Automated high-content live animal drug screening using C. elegans expressing the aggregation prone serpin α1-antitrypsin Z

Affiliations

Automated high-content live animal drug screening using C. elegans expressing the aggregation prone serpin α1-antitrypsin Z

Sager J Gosai et al. PLoS One. .

Abstract

The development of preclinical models amenable to live animal bioactive compound screening is an attractive approach to discovering effective pharmacological therapies for disorders caused by misfolded and aggregation-prone proteins. In general, however, live animal drug screening is labor and resource intensive, and has been hampered by the lack of robust assay designs and high throughput work-flows.
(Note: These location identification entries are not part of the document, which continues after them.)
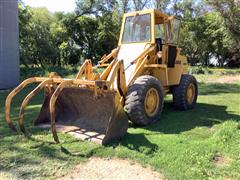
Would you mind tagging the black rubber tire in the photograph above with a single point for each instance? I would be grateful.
(134, 104)
(180, 93)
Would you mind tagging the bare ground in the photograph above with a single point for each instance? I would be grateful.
(97, 168)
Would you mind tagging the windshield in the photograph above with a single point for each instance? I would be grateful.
(137, 29)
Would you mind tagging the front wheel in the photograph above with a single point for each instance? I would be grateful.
(185, 94)
(144, 100)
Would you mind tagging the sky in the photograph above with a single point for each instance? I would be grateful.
(53, 5)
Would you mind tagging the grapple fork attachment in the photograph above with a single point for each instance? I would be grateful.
(12, 95)
(77, 111)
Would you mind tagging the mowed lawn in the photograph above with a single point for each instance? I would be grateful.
(203, 143)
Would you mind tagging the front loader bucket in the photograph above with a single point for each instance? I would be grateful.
(80, 113)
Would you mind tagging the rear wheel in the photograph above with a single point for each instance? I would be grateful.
(185, 94)
(144, 101)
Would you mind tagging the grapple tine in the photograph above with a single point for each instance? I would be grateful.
(52, 107)
(9, 100)
(26, 100)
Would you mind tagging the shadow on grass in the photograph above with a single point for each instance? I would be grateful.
(204, 115)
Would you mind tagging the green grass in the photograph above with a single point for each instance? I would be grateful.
(182, 145)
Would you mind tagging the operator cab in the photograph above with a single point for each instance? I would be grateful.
(142, 28)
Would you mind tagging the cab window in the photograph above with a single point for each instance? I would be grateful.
(137, 29)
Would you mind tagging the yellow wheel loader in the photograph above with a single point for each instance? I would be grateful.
(134, 78)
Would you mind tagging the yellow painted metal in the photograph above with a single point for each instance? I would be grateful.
(151, 102)
(112, 79)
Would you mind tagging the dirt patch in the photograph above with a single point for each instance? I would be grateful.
(221, 161)
(225, 79)
(97, 168)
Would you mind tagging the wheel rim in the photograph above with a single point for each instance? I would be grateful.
(191, 91)
(151, 103)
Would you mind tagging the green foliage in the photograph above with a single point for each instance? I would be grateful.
(210, 30)
(182, 145)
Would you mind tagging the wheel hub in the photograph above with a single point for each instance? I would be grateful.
(191, 93)
(151, 102)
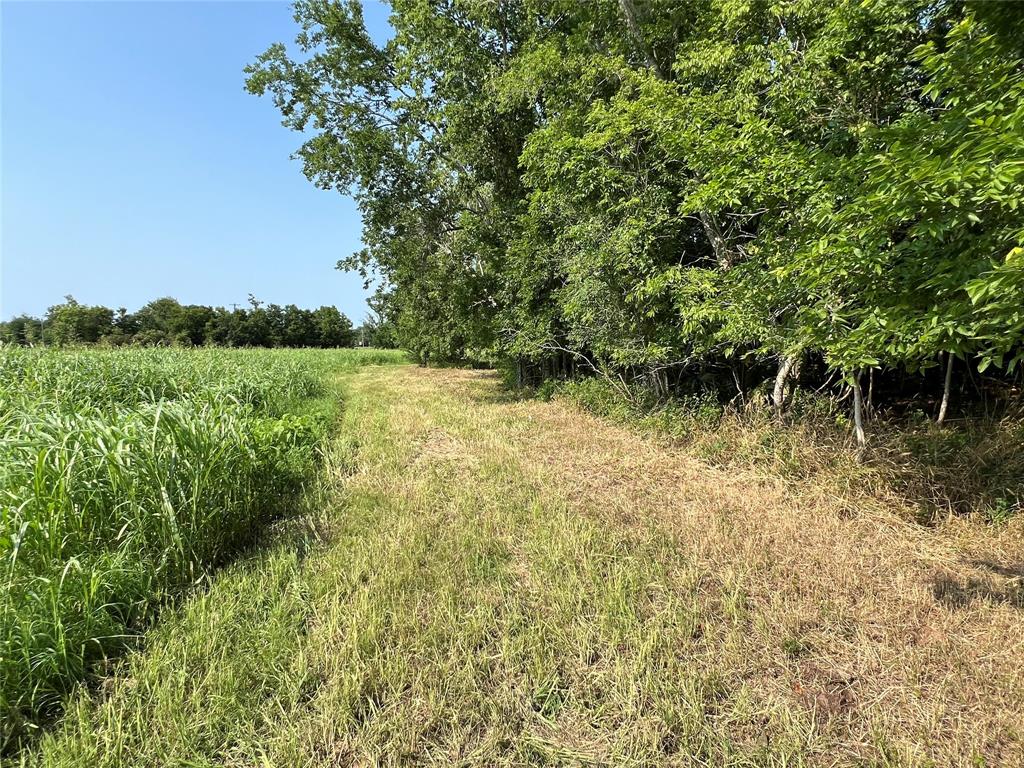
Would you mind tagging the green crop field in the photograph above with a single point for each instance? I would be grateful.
(124, 476)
Based on their small size, tissue transparency and ease of cultivation, the use of C. elegans should obviate many of the technical impediments associated with live animal drug screening. Moreover, their genetic tractability and accomplished record for providing insights into the molecular and cellular basis of human disease, should make C. elegans an ideal model system for in vivo drug discovery campaigns. The goal of this study was to determine whether C. elegans could be adapted to high-throughput and high-content drug screening strategies analogous to those developed for cell-based systems. Using transgenic animals expressing fluorescently-tagged proteins, we first developed a high-quality, high-throughput work-flow utilizing an automated fluorescence microscopy platform with integrated image acquisition and data analysis modules to qualitatively assess different biological processes including, growth, tissue development, cell viability and autophagy. We next adapted this technology to conduct a small molecule screen and identified compounds that altered the intracellular accumulation of the human aggregation prone mutant that causes liver disease in α1-antitrypsin deficiency. This study provides powerful validation for advancement in preclinical drug discovery campaigns by screening live C. elegans modeling α1-antitrypsin deficiency and other complex disease phenotypes on high-content imaging platforms.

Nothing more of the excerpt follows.